Bolt was slow out the blocks, but came storming through to win Gold at the London 2012 Olympic 100m. For many lunchbar speakers, especially me, the opposite happens; a strong performance can finish weakly. Why? Let me suggest two causes, and three solutions.
1. My Tail Is Less Evolved! My talks evolve. I write furiously for about an hour, then stop. After a break, I return and develop what’s written, starting from the top, again and again until i’m satisfied. The vocal rehearsal process follows the same pattern, evolving the animal further, until I can deliver it fully without any notes.
But here’s the problem. The evolutionary process, both writing and rehearsing, starts with the head every time. This is the way I work, but also represents my misplaced preference for a dynamic start (‘please like me and listen!’) over a dynamic finish. The result is always less energy and time spent on the tail of the talk, which consequently is less evolved and weaker.
2. Relax, We’re Nearly Home. Driving down unfamiliar roads is much more mentally demanding than a familiar local route. That’s why most road accidents happen within a mile of our homes; we relax and switch off. The same can be true for Lunchbar speaking.
The speaker will spend hours ‘driving around unfamiliar roads’ (researching and writing) as they articulate the objection in the Lunchbar title, identify with their audience, deconstruct the objection and build a strong apologetic for the Gospel.
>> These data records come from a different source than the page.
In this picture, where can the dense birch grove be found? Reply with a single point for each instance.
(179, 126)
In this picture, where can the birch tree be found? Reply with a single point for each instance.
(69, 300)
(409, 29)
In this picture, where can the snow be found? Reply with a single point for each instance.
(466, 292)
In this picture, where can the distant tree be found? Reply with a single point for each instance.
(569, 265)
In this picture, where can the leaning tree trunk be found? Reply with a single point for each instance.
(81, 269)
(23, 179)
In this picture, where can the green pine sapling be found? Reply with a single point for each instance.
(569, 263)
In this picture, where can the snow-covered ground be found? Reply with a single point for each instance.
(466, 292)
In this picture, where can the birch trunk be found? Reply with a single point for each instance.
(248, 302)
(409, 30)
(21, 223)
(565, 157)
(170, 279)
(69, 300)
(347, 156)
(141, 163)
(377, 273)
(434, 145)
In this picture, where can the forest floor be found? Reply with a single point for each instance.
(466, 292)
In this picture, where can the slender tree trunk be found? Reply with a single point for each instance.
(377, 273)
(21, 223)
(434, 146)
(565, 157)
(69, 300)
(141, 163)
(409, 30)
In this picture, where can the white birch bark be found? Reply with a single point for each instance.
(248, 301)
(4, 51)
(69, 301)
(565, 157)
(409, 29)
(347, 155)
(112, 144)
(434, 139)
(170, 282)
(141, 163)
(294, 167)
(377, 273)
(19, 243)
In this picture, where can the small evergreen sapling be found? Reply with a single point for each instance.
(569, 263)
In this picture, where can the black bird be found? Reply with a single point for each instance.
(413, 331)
However there’s often a point when the talk turns from the unfamiliar apologetic to a more familiar Gospel summary. The speaker tragically relaxes (in preparation, if not delivery), because they feel they ‘know the road’ and are ‘nearly home’. Christian ‘in house’ phrases roll out, the tone slides from personable to ‘parsonic’ and the talk crashes into a confusion of furrowed brows and glazed eyes.
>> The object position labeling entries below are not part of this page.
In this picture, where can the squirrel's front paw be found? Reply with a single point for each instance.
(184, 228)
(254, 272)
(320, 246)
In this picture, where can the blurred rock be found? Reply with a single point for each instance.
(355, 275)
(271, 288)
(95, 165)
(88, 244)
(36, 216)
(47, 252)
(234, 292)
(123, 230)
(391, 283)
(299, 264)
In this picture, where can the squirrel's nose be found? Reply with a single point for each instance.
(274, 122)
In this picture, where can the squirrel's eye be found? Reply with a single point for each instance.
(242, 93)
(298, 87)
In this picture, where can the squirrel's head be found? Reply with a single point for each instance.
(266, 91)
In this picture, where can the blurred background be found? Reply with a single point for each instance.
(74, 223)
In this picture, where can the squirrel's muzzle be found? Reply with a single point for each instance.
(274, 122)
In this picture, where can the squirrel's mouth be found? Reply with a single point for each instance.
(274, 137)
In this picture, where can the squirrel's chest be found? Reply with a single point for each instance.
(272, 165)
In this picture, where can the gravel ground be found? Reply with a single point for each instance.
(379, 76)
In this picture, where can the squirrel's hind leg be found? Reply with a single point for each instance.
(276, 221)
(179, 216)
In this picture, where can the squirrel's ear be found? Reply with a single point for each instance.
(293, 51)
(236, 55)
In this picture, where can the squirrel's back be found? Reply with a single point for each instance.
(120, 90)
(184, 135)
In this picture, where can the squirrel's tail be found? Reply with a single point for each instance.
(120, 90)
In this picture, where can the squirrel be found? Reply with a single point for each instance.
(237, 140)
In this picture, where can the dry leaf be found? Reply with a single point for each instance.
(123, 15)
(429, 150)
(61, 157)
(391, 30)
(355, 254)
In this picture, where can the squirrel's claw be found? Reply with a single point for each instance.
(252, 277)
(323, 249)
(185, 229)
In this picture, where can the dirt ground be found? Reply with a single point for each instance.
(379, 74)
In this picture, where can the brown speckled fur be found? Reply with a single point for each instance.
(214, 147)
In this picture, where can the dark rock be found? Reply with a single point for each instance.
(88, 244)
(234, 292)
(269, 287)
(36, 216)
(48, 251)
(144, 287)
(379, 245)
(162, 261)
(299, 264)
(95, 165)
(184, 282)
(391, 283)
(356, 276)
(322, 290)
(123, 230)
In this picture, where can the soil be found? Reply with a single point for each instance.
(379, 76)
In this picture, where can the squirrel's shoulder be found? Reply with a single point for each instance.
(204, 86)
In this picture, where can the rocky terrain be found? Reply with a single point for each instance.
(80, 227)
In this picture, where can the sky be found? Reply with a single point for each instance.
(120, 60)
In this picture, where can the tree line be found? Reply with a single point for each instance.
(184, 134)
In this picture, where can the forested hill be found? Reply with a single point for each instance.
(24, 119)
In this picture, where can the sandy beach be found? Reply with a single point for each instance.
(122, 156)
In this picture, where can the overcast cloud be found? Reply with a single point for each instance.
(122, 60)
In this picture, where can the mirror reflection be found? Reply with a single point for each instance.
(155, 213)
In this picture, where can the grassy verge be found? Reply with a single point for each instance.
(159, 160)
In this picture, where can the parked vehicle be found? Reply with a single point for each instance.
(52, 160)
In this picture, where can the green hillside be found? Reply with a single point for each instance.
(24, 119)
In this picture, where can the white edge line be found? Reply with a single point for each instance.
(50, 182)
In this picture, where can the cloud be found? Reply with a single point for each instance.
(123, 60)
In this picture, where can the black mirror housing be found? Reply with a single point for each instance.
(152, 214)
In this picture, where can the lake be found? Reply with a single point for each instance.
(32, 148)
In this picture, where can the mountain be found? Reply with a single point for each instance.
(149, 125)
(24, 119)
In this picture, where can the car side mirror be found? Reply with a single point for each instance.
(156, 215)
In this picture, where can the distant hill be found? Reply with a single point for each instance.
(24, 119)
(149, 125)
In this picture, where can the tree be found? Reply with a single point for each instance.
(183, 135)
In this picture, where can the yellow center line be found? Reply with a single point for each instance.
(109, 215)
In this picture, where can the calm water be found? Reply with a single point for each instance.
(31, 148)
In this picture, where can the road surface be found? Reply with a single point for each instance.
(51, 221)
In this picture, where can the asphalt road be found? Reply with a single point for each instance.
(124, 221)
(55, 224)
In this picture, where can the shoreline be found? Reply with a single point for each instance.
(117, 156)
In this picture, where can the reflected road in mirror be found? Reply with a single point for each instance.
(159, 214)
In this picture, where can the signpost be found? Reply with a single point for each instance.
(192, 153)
1. Let’s Evolve Together. If you have the chance to test out your talk (script, or much better, live) with friends or colleagues, they’ll be in a good position to see which are the stronger and weaker limbs. Ask them to look closely at your tail.
2. Your Home Looks Strange To Strangers. While the speaker may feel most at home with the Gospel (beware domestication…) to those with little experience of Christian things, this is the part of the talk where they feel furthest from home. Let’s work hard to be hospitable! Is there a contemporary analogue to your main point? Is there something familiar to your audience that you can describe first, before transitioning to the unfamiliar Gospel? Tim Keller does this constantly in the Reason For God chapter ‘The (True) Story of the Cross’.
3. Begin with the Finishing Line in Mind. What is your major insight, and how does that change how we think, feel and act? Fix your eyes on that throughout your writing, rehearsing and praying, and constantly ask of each section and sentence, ‘does this take us there?’